Last semester our Greek community was in the spotlight for some of our less than shining moments. I am confident that one thing all of us can agree on, is that we would all like to put these incidents behind us and would rather be recognized for our hard work and philanthropic endeavors. To help make sure the focus on our community stays positive, and more importantly, y’all stay safe, I have included some basic information and facts about alcohol consumption and the warning signs of alcohol poisoning.
Did you know?
- 1,825 college students between the ages of 18 and 24 die from alcohol-related unintentional injuries, including motor vehicle crashes
- About 25 percent of college students report academic consequences of their drinking including missing class, falling behind, doing poorly on exams or papers, and receiving lower grades overall
- 3,360,000 students between the ages of 18 and 24 drive under the influence of alcohol
- 31 percent of college students met criteria for a diagnosis of alcohol abuse and 6 percent for a diagnosis of alcohol dependence in the past 12 months, according to questionnaire-based self-reports about their drinking
Here are some important factors to consider when consuming alcohol or when around alcohol consumption:
- Premenstrual hormonal changes cause a faster increase in BAC during the days right before a woman gets her period.

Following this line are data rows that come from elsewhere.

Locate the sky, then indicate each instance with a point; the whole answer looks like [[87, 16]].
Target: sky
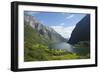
[[61, 22]]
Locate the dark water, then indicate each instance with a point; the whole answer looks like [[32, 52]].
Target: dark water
[[69, 48]]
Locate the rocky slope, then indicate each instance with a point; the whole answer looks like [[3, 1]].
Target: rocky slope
[[81, 32]]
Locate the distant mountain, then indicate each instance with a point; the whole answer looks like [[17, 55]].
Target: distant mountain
[[35, 32], [81, 32]]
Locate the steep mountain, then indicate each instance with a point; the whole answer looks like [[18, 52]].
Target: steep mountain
[[82, 31], [35, 32]]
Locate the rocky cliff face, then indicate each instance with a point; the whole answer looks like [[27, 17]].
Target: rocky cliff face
[[81, 32], [45, 32]]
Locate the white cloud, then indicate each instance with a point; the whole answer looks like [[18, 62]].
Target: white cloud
[[70, 16], [64, 31]]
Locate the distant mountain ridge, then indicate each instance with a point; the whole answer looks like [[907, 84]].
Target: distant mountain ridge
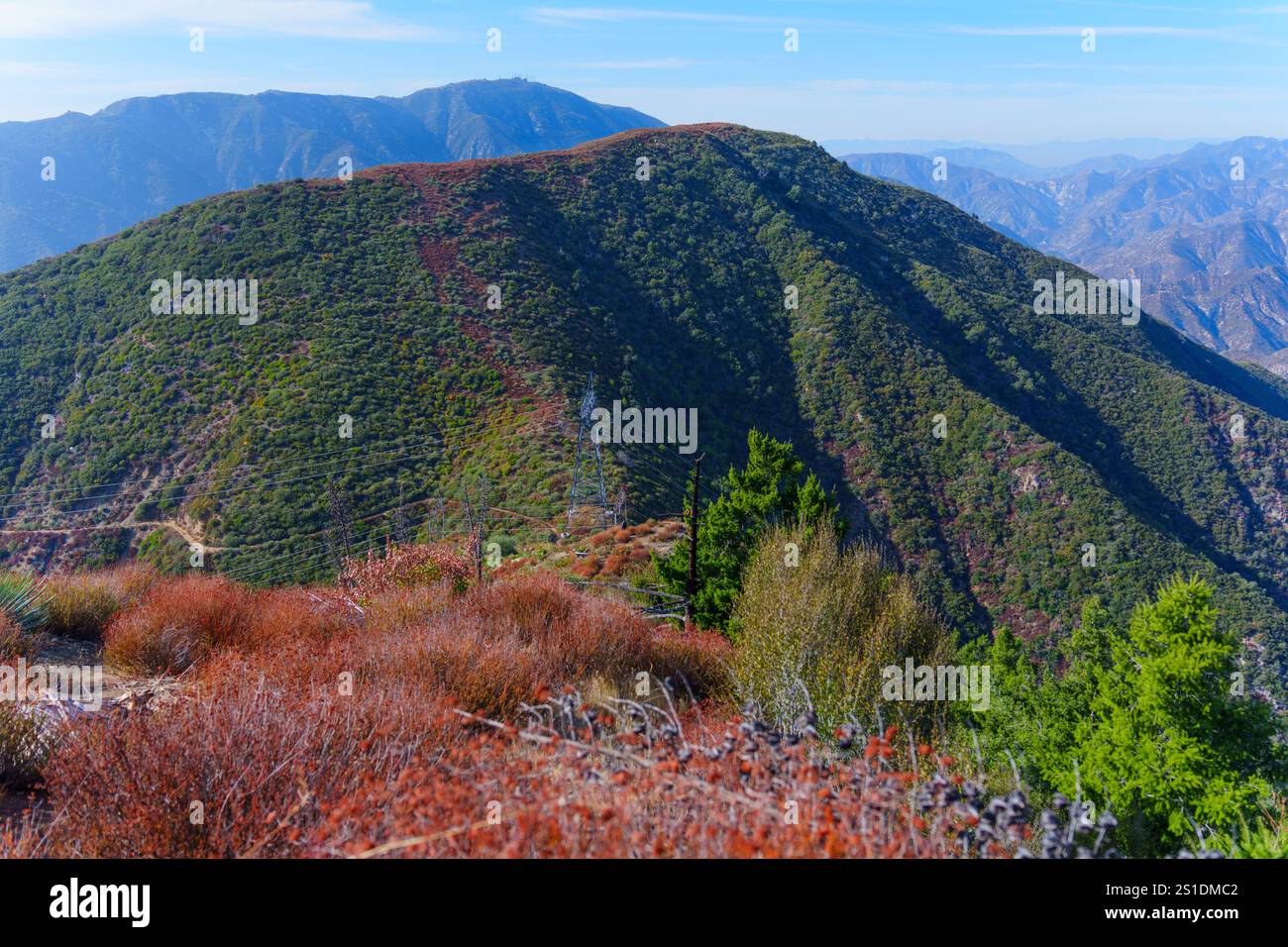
[[1207, 241], [140, 158], [452, 312]]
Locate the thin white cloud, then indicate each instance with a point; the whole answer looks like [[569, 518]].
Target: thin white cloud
[[317, 18], [570, 16], [1176, 31], [671, 62]]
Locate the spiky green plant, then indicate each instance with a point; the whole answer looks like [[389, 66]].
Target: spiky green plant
[[24, 599]]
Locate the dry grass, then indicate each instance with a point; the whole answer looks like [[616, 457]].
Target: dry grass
[[295, 699], [82, 604], [815, 634]]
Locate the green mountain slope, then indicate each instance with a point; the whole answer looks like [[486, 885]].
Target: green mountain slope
[[1061, 431]]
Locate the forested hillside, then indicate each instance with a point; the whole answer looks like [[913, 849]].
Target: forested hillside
[[912, 318]]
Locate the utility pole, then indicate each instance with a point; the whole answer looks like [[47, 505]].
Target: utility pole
[[595, 495], [691, 587], [477, 517]]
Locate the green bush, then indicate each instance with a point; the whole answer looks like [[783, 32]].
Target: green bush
[[24, 600], [816, 625], [768, 491]]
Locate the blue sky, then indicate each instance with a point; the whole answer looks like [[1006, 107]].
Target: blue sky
[[1001, 71]]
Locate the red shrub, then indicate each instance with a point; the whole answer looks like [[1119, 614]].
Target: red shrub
[[178, 622], [404, 566]]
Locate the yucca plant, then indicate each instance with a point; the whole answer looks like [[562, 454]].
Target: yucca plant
[[24, 600]]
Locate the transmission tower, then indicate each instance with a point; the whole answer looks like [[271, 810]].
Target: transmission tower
[[588, 495], [339, 535], [477, 513]]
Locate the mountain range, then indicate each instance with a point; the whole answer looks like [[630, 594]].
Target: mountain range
[[1205, 231], [449, 315], [142, 157]]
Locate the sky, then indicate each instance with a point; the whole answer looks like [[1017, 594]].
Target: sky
[[1013, 71]]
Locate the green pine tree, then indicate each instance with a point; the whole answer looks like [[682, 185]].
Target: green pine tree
[[767, 491]]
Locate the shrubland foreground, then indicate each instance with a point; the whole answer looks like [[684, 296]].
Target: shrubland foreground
[[407, 711]]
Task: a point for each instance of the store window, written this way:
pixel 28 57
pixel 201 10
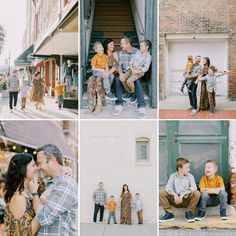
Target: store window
pixel 142 149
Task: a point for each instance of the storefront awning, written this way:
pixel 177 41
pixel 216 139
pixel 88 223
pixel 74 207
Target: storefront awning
pixel 24 59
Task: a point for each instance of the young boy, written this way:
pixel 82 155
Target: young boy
pixel 100 69
pixel 180 192
pixel 139 64
pixel 212 191
pixel 112 209
pixel 187 71
pixel 139 208
pixel 211 86
pixel 60 90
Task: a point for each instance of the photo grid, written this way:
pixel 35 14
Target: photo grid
pixel 117 117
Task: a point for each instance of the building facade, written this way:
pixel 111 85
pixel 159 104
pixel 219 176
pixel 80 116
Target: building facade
pixel 196 28
pixel 116 154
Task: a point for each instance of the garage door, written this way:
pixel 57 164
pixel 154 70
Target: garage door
pixel 179 50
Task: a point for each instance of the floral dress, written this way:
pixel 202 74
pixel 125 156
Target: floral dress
pixel 125 209
pixel 22 226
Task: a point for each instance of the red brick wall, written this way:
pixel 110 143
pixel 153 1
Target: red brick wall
pixel 199 17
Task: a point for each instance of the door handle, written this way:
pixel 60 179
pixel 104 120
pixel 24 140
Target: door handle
pixel 175 137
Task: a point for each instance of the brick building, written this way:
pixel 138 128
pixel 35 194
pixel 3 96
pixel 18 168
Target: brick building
pixel 198 28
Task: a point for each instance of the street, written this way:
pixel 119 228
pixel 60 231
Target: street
pixel 49 111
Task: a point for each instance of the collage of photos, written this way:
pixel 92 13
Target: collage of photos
pixel 118 118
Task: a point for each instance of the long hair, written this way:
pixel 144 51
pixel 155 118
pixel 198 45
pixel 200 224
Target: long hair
pixel 16 174
pixel 123 188
pixel 105 44
pixel 207 60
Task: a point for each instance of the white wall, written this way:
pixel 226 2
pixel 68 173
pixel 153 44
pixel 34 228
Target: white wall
pixel 108 155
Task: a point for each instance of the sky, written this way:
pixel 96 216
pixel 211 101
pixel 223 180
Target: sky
pixel 13 19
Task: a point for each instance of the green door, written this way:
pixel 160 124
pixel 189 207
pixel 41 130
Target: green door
pixel 198 141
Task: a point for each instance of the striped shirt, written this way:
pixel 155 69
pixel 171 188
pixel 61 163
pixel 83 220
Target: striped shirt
pixel 13 84
pixel 125 59
pixel 58 216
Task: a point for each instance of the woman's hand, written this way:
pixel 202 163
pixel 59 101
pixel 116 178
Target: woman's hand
pixel 33 185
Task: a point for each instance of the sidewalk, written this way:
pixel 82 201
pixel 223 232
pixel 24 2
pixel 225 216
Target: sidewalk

- The peak Blood Alcohol Level occurs 60 to 90 minutes after ingestion when the stomach is empty.
- Birth control pills slow down the rate at which alcohol is eliminated from the body
- One 12-oz. beer, one 5-oz. glass of wine and one 1.5 oz. shot of liquor have the same amount of alcohol.
- College students spend more on alcohol than on textbooks.
- It takes approximately one hour for each drink to be used by the body.
It can be hard to tell when a fun night out has taken a deadly turn. Be sure to read the warning signs of alcohol poisoning and what to do if you find yourself in this situation. Alcohol poisoning symptoms include:
Slow breathing (less than eight breaths a minute)
Irregular breathing (a gap of more than 10 seconds between breaths)
Blue-tinged skin or pale skin
Low body temperature (hypothermia)
Unconsciousness ("passing out"), and can't be roused
If you suspect someone may have alcohol poisoning, you should:
• Know the danger signals.
• Do not wait for all symptoms to be present.
• Be aware that a person who has passed out may die.
• If there is any suspicion of an alcohol overdose, call 911 for help. Don't try to guess the level of drunkenness.
It is important that we are able to have fun and be safe this semester. Please contact the Student Health Services Center for Counseling and Human Development for substance abuse assessment and counseling if you think you have a drinking problem. Or you can take advantage of their consultation services if you are concerned about a friend.